The picture above is of a cloud formation called a chinook arch. Note the stunningly beautiful colours, which occur at sunrise and sunset. A chinook is a special wind experienced particularly in southern Alberta, but can be felt as far north as Fort St. John, and as far south as New Mexico. It's warm air coming in from the Pacific Ocean, dumping precipitation on the west side of mountain ranges, and resulting in warm dry air on the east side. A rapid change in temperature results, as much as 100 degrees difference (-50 to +50, recorded in the Black Hills of South Dakota), with winds gusting up to 106 mph. One of the reasons my brother loved Calgary was that they enjoy 30 days of chinook on average over the winter months. They know that unlike the east coast, they do not have to resign themselves to 6 to 8 months of cold weather. Sooner or later, there will be a chinook, melting snow and bringing a feeling of spring if only temporarily.
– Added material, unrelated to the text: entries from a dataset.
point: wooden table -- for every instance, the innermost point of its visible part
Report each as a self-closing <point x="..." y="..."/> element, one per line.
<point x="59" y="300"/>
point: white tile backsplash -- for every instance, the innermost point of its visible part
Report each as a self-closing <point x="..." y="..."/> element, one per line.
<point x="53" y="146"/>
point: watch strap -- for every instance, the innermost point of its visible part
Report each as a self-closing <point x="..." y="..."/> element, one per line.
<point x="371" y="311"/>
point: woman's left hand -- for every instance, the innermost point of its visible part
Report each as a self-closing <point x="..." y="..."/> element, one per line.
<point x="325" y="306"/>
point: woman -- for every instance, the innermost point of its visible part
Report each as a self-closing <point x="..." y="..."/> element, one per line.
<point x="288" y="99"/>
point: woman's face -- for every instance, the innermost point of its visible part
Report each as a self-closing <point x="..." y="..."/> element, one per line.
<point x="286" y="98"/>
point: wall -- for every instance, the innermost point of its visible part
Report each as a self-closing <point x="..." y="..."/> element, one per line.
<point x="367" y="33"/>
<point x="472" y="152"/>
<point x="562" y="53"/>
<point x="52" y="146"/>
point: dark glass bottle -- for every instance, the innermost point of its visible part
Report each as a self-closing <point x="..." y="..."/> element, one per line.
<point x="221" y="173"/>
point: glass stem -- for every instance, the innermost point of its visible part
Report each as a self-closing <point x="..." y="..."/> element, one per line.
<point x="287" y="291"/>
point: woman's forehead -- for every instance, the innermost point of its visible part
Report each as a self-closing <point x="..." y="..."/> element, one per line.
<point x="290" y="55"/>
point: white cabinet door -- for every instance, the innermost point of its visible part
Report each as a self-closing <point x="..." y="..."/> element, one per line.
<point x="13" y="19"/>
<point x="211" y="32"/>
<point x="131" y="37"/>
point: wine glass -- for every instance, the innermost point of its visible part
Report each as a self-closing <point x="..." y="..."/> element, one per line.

I used to tease him, though, that on the other hand they can also experience a dump of snow pretty much any month of the year, including high summer. In other words, they live in an environment of constant change. In Alberta, the joke goes, if you don't like the weather, just wait a moment.

This is an extreme example of constant movement, involving the 3 elements of wind, earth, water.


Here's a wonderful quotation (from a tango website) I found recently with regard to movement:


Movement is life. Stillness is only a perception. Movement is everything, sound is movement, light is movement, love is movement. To move is leaving a state in order to seek another. It is believing that there is no end, following a path, forever. If we move, our horizon moves, reaching distances we could have never even imagined. In all of us, something always moves. Movement is the essence of being alive, the deep manifestation of living. Where there is movement, there is life.


Through meditation and contemplation, we create stillness, which in turn creates an opportunity for movement.

I am looking forward to Thomas Meyers' lecture tomorrow on meditation and the call of Michael.